Jerome Powell warns that the US housing market needs a “difficult correction” to lower the costs of homes…
The housing market in the United States right now is extremely expensive. In order for the “regular folks” to afford homes again, the Fed’s chairman, Jerome Powell, believes that the US will need a “difficult correction.”
“For the longer term what we need is supply and demand to get better aligned, so that housing prices go up at a reasonable level, at a reasonable pace, and that people can afford houses again,” Powell said on Wednesday.
“We probably in the housing market have to go through a correction to get back to that place.”
“From a sort of business cycle standpoint, this difficult correction should put the housing market back into better balance.”
“I’d say if you are a homebuyer or a young person looking to buy a home, you need a bit of a reset.”
“We need to get back to a place where supply and demand are back together and where inflation is down low again, and mortgage rates are low again,” Powell told reporters.
“When I say reset, I’m not looking at a particular specific set of data.”
“What I’m really saying is that we’ve had a time of a red-hot housing market all over the country, where famously houses were selling to the first buyer at 10% above the ask even before seeing the house. That kind of thing.”
We know what you’re talking about, Mr. Powell. 😉
Words can be very powerful.
“This is a good thing,” says Powell.
“So there was a big imbalance between supply and demand. Houses were going up at an unsustainable fast level. So the deceleration in housing prices that we’re seeing should help to bring prices more closely in line with rents and other housing market fundamentals. That is a good thing.”
“There are also longer-run issues with the housing market. As you know, it is difficult to find lots now close enough to cities, so builders are having a hard time getting zoning and lots and workers and materials and things like that.”
“But from a business cycle standpoint, this difficult [housing] correction should put the housing market back into better balance,” Powell said.
Powell said the Fed’s top goal is to bring down high inflation.
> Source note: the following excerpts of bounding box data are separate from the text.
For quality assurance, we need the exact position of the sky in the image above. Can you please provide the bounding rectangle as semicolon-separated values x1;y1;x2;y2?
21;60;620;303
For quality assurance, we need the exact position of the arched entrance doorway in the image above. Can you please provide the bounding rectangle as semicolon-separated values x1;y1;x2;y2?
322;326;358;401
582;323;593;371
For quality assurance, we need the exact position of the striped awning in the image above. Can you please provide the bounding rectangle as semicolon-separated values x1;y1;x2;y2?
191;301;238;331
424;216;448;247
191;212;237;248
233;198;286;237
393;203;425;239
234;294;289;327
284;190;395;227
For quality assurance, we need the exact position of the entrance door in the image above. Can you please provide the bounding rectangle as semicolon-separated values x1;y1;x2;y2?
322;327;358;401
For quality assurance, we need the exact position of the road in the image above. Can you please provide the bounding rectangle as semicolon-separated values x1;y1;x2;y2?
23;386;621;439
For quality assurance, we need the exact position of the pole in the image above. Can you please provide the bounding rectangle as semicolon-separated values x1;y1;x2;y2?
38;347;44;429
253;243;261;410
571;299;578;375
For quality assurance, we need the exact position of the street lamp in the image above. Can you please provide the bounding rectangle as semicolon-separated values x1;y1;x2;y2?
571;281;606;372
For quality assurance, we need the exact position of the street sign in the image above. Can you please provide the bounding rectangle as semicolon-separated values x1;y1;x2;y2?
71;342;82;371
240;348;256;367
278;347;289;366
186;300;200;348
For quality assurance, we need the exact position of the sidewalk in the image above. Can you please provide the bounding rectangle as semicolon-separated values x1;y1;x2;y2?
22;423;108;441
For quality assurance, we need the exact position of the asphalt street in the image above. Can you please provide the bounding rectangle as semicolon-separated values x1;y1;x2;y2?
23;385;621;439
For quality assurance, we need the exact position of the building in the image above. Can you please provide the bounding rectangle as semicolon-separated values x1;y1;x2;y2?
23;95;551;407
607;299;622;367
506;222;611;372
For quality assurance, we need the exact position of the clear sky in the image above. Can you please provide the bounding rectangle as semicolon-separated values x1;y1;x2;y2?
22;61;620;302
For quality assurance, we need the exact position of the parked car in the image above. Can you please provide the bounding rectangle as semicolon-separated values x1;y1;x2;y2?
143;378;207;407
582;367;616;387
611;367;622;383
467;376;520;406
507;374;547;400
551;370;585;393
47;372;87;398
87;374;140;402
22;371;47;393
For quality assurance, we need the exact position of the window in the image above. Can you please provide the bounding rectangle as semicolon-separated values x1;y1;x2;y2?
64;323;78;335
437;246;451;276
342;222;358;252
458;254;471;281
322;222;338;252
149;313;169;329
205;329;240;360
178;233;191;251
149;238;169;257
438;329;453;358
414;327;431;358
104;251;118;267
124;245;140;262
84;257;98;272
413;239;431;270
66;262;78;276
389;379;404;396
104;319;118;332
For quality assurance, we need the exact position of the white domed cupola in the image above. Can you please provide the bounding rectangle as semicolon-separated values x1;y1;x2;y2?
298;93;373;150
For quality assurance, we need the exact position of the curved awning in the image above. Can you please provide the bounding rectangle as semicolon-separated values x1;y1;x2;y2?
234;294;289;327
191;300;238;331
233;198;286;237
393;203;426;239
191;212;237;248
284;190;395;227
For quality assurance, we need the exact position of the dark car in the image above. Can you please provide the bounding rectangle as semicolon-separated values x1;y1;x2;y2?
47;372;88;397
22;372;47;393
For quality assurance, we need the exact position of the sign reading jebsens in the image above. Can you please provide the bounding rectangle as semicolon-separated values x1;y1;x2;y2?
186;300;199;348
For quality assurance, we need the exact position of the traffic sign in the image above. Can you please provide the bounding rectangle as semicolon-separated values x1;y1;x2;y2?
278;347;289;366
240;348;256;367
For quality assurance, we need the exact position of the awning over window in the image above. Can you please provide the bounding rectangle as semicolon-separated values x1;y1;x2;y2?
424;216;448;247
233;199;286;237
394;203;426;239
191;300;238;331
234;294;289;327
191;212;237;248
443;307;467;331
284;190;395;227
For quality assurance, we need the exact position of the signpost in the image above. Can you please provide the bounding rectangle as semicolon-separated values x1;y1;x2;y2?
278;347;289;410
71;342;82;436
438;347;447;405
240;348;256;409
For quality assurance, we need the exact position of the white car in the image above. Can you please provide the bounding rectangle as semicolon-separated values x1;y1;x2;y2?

“We can’t fail to do that,” said Powell.
“I think there’s a very high likelihood we will have a period of … much lower growth and it could give rise to an increase in unemployment. No one knows whether that process will lead to a recession or how significant a recession it will be,” Powell said. “I don’t know the odds.”
On Wednesday, the Federal Reserve raised its benchmark interest rates by 0.75 basis points. This is the third hike in a row, and it’s not planned to drop anytime soon.
Higher interest rates mean bigger mortgage payments, but supposedly the steep interest rates are to bring down inflation.
If only we didn’t have this problem in the first place, which could have very well been prevented. Some might even speculate that it was done intentionally to destroy the US economy and make citizens more dependent on their governments for survival.
This is just the beginning he says…
— Patrick Bet-David (@patrickbetdavid) September 21, 2022
President Biden printed 40% of all the U.S. dollars ever in circulation.
It’s going to take more than a “difficult correction” to repair such damage.
Sen. John Kennedy (R-La.) reflected on America’s major inflation problem back in June.
“I know many of you feel like the government has let you down and that government doesn’t care about you or about your future, or your kids’ future, and I feel the same way sometimes.”
“People are having to dig into their savings. A dozen eggs just jumped from $1.62 to $2.52. A single pound of ground beef was $4.66 a year ago. Now it’s $5.41. Chicken is up more than $4 a pound.
“Food banks in our state are even having to cut back. They’re having trouble stocking their shelves to feed our people.”
“Used cars and trucks are up 23%. You can’t afford to put gas in your car or truck even if you can buy one, and we’re seeing just record prices every day.
“This inflation, there’s nothing magical about its cause. The federal government just printed too much money. I mean, the last bill that President Biden passed—he just put us over the top: It was $2 trillion dollars. $2 trillion dollars! That’s 2,000 billion dollars.
“And they said it was a COVID bill, but it wasn’t. It was really an expansion of our already generous welfare program. . . . And a lot of the money was wasted.”
“They built a $28.5 million apartment complex in Seattle, Washington for the homeless, with views of the Space Needle in Washington.”
“In Rhode Island, they spent $53,000 remodeling a city hall and buying ergonomic chairs.”
“In New York, they used $12 million to expand a minor league baseball stadium.”
“In Arizona, they spent $7.2 million to increase the prize money at horse racing tracks.”
“We can get this inflation under control, but we’ve got to do two things: Number one, we’ve got to stop spending money we don’t have, and we’ve got to stop printing it. We’ve got to do what you do every day and live within your budget.
“And number two, the president has just got to get his boot off the throat of the oil and gas industry. Oil and gas prices are not going to come down as long as we’re having to buy oil from foreign countries at these inflated prices. Oil and gasoline are not going to come down until we go back to producing our own. It’s just that simple. And we can get there if the Biden administration will stop its war on the oil and gas community.”